The repository also includes a timeline over important events in the Covid pandemic (timeline_covid.xlsx
) as identified by SSI (Statens Serum Institut):
All events in the timeline have been annotated with three different codes:
- type: what is the type of the event described?
- epidemiological: number of confirmed cases, new variant detected, number of people vaccinated etc.
- policy: changes regarding restrictions, vaccine authorizations, masks, etc.

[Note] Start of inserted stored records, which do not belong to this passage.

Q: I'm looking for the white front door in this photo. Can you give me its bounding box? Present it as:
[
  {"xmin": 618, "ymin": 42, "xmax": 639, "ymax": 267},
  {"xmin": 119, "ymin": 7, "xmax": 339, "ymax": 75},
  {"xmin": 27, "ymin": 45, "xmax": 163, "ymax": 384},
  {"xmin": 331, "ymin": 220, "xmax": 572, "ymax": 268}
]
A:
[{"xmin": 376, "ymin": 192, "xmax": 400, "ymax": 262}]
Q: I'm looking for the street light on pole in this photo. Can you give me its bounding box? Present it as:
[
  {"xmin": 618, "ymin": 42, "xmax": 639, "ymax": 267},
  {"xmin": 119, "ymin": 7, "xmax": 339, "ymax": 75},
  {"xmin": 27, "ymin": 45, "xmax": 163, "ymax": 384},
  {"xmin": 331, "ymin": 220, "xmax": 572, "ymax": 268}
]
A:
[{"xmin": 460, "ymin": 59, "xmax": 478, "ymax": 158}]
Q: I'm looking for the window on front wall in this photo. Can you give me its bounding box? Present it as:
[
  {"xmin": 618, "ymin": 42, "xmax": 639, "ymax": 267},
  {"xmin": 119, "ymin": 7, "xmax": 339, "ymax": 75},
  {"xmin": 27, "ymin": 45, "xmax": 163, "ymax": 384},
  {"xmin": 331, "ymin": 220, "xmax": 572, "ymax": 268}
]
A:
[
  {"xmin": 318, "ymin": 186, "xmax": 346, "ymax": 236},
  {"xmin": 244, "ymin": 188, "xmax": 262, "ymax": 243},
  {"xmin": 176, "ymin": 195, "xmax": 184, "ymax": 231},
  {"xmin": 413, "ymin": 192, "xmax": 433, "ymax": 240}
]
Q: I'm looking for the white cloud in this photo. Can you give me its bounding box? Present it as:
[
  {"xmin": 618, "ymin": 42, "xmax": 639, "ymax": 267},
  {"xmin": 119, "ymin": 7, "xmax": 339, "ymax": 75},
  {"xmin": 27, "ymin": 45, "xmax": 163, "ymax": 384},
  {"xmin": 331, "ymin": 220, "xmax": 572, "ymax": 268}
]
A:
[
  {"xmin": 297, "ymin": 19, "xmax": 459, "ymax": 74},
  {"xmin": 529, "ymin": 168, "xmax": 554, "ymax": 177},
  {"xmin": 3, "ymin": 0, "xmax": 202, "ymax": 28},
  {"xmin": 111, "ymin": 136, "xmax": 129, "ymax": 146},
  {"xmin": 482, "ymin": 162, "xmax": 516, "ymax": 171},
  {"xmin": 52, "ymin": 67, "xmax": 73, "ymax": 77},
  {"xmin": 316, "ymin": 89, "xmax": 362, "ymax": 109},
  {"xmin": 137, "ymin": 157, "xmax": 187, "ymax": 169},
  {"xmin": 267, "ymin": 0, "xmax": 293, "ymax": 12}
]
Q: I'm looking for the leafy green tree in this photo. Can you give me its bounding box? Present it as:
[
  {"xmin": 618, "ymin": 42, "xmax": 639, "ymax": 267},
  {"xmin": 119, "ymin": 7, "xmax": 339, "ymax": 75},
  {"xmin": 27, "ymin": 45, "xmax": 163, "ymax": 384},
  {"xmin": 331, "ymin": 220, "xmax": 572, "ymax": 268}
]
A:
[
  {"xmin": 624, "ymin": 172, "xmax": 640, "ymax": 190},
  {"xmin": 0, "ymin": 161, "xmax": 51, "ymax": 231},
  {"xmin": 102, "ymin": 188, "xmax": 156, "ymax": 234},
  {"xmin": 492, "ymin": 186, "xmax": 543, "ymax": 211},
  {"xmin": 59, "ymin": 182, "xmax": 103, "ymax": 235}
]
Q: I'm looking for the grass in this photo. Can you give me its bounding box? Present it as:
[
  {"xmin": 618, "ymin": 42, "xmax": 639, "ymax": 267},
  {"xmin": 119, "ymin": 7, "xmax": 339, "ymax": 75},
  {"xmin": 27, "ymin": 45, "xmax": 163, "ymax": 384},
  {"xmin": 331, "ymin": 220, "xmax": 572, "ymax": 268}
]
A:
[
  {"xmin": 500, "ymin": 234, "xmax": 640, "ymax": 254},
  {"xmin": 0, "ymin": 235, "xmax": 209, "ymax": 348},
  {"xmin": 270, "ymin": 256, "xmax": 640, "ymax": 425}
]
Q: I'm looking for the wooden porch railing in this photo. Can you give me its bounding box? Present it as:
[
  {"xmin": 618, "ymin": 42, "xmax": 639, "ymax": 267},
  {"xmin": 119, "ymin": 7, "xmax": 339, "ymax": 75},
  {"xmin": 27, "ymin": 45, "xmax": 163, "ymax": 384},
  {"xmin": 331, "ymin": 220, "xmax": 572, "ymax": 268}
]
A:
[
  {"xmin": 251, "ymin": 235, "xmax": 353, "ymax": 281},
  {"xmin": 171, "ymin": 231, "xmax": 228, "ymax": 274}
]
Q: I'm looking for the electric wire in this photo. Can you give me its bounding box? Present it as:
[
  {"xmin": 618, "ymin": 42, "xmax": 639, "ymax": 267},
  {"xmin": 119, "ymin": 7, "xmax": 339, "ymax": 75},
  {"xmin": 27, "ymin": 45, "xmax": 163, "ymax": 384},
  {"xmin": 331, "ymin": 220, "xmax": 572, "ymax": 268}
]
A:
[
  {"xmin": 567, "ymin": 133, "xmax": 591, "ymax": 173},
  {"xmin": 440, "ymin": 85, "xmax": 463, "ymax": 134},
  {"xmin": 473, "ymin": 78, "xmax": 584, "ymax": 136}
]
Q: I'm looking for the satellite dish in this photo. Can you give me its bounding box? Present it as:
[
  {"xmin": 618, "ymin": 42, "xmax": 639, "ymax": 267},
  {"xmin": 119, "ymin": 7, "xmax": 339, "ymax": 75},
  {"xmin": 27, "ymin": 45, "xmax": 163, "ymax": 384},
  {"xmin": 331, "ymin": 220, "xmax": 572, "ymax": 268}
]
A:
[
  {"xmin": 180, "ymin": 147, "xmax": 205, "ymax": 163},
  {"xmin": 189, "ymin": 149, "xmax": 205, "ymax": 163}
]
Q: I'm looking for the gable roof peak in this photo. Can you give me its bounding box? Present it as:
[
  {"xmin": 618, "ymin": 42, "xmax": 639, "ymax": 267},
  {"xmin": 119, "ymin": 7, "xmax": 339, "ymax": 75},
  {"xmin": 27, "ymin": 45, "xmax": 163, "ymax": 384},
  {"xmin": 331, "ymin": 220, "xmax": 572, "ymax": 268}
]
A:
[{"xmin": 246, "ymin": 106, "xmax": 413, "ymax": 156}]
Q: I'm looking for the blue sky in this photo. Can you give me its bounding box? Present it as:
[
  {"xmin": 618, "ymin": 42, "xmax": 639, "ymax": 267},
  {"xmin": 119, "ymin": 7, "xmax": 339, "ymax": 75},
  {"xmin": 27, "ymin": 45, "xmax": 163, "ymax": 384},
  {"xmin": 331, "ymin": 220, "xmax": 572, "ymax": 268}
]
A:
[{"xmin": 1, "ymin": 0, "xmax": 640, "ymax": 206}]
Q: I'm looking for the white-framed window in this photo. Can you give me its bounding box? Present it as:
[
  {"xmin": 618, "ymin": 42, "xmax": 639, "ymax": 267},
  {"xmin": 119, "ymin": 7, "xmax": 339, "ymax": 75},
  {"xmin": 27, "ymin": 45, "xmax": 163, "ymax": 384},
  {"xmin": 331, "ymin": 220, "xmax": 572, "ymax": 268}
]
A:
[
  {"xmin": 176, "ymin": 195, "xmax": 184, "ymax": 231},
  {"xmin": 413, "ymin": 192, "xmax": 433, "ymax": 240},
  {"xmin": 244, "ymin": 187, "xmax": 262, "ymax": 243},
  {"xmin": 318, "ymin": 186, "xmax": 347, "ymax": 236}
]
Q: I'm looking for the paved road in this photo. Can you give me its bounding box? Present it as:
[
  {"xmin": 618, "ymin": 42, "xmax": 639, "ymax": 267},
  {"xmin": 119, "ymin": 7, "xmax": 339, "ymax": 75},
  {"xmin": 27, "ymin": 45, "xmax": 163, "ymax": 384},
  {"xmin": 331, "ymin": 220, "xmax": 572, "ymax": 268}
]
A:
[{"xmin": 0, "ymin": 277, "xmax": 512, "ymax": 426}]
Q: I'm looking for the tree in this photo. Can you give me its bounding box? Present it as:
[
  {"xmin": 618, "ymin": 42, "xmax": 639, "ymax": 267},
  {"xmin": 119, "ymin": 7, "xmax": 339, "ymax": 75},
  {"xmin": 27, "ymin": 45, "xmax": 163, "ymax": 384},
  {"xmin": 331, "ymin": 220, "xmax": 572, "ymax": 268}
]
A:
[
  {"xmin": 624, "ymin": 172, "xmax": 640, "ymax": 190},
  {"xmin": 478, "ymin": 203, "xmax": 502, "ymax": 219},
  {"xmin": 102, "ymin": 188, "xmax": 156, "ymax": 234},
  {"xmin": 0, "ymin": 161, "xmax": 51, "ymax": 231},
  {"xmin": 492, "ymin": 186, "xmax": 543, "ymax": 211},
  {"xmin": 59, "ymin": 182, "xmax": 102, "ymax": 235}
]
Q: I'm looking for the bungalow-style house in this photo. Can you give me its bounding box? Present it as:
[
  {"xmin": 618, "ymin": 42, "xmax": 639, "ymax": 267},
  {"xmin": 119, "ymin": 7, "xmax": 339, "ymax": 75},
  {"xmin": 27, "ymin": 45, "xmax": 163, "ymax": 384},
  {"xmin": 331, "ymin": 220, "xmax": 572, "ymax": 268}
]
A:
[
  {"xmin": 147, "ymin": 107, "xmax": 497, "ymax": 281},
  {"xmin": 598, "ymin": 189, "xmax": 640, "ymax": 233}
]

- other: events not fitting either of the two. Examples are the queen's speech, changes in test capacity
- nationality: nationality of the event
- danish: event happens in Denmark.
- international: event is global/international. This can for example be global EU restrictions (closing all borders) or when the first case in another country is confirmed
- relevant: is the event relevant/impactful in the context of news/social media data
- 0: the event is not relevant
- 1: the event is relevant
- 2: the event may be relevant
All events have been coded independently by Sara Møller Østergaard and Stine Nyhus Larsen. Cases of disagreement have been discussed and cleared with Rebekah Baglini until agreement was reached.